Congo Red Spectrophotometric assay

1) Make up a 7 mg/mL solution of Congo Red in a buffer solution of 5mM potassium phosphate, 150mM NaCl (pH7.4). Filter through a 0.2µm syringe immediately before using.

2) At room temperature zero a UV–Vis spectrophotometer between 400 and700 nm with a disposable cuvette containing 1mL phosphate buffer.

3) To the the phosphate buffer, add 5µL of the Congo Red solution. Scan between 400 and 700 nm and take a record of the spectrum.

4) Add 5–10µL of protein solution (or transfected HeLa/microglia lysate mixed with degraded amyloid - remember to also include a control) to the cuvette. Incubate for 30 min at room temperature. A red precipitate may become visible. Pipette the solution up and down to mix the contents. Take a record of the spectrum between 400 and 700 nm.

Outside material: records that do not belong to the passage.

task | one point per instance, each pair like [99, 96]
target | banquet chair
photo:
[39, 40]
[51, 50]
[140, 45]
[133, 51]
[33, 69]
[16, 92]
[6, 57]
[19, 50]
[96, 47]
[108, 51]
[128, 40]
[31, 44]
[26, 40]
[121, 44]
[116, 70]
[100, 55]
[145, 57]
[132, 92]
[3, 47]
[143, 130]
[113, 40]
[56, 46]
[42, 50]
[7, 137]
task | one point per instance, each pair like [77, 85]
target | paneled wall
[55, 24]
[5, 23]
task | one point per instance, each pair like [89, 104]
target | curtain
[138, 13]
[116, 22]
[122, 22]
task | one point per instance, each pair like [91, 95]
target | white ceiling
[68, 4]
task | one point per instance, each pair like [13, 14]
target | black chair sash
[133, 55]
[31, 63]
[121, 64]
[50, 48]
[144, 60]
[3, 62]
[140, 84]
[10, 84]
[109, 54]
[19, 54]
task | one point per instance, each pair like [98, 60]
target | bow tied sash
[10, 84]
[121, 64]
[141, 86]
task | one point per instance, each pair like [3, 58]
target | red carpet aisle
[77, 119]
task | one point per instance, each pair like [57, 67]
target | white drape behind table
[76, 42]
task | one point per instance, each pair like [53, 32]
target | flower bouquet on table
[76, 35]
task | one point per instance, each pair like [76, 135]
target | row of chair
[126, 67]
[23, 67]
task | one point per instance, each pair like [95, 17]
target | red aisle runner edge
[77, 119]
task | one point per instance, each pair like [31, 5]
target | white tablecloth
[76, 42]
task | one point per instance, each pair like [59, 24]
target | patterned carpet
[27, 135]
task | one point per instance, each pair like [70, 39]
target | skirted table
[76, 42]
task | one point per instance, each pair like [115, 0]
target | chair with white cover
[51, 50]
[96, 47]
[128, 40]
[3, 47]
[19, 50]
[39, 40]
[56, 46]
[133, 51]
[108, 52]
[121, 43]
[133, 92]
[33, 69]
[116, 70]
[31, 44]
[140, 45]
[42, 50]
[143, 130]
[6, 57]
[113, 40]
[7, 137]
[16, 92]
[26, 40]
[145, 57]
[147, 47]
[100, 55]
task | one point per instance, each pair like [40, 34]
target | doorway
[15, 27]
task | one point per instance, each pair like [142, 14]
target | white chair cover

5) Subtract mathematically the Congo Red spectrum from the protein/lysate-Congo Red spectrum. A maximal spectral difference at 540nm is indicative of amyloid fibrils.

6) For a microscopic analysis, transfer the protein/lysate-Congo Red solution to a centrifuge tube. Centrifuge (12,000–14,000 rpm) to pellet the fibrils. Wash the fibrils with water, resuspend the fibrils in a small amount of water, and place on a microscope slide. Let the sample dry in air and analyse under polarized light. If transfection with MMP-9 has been successful, the assay should not be strongly indicative of fibrils.